What is eWTP, and why you should care

Alibaba founder and Executive Chairman Jack Ma envisions a world without barriers to cross-border e-commerce.

Alibaba founder and Executive Chairman Jack Ma envisions a world without barriers to cross-border e-commerce.

2016 was a record year for Tmall Global, Alibaba’s online platform that enables international brands to sell directly to Chinese consumers. The number of imported product categories available on Tmall Global climbed almost 50% to 3,700, with offerings from more than 14,500 international brands from sixty-three countries.

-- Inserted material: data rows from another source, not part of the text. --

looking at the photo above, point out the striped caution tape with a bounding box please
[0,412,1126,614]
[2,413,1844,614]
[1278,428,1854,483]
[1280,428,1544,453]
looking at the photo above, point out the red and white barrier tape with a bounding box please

And it wasn’t just the number of products available that broke records, sales grew just as strongly. Alibaba said Tmall saw new highs in overall transactions, in orders from overseas merchants shipped from bonded warehouses within China, and in orders shipped directly to Chinese consumers’ homes from overseas.

But for Alibaba founder Jack Ma and CEO Daniel Zhang, this is just the start. Alibaba’s Alizila news service reported that at a conference devoted to cross-border e-commerce in late December, Mr Zhang envisioned “a future of frictionless, borderless e-commerce.” This vision is based on Jack Ma’s push for the establishment of what he calls the Electronic World Trade Platform, or eWTP, an international agreement that would remove trade barriers that currently make it difficult for small- and medium-size enterprises (SMEs) to buy and sell globally – a sort of World Trade Organization for e-commerce.

In fact, Mr. Ma sees the eWTP as a complement to the WTO. You can read Alibaba’s “eWTP Fact Sheet” here, but the short version is that Ma sees the eWTP as “an international organization with the overall goal of making it easier for SMEs to take part in global trade via e-commerce by simplifying regulations, lowering barriers to entry to new markets and providing small businesses with easier access to financing.” Of course, achieving this goal would require governments around the world to agree to a reduction in tariffs and a streamlining of customs-clearance procedures – at a time when nationalistic pressure around the world is pushing governments in just the opposite direction.

Mr Ma pitched his idea at the G20 summit in Hangzhou, China, last fall, and met with a reasonably warm reception. The G20 Leaders Communiqué, issued at the end of the summit, included a statement that the group had taken note of Ma’s eWTP proposal, and that it supported policies that would “encourage greater participation, value addition and upward mobility” in the global economy.”

Following the G20 Summit, Mr Ma met with Director General Roberto Azevêdo, who later issued the following statement: “Trade has been at the top of the agenda here in Hangzhou at both the G20 and B20 summits, with leaders calling for trade to be at the heart of efforts towards global growth. As part of this, we must trade more inclusively, allowing everyone to take part and feel the benefits. That means trade must work for SMEs.”

What next? Supportive statements like those from the G20 and WTO are encouraging, but real progress toward Mr Zhang’s “future of frictionless, borderless e-commerce” is going to take more than kind words. Still, if the last decade is anything to go by, betting against Jack Ma hasn’t worked out too well, has it?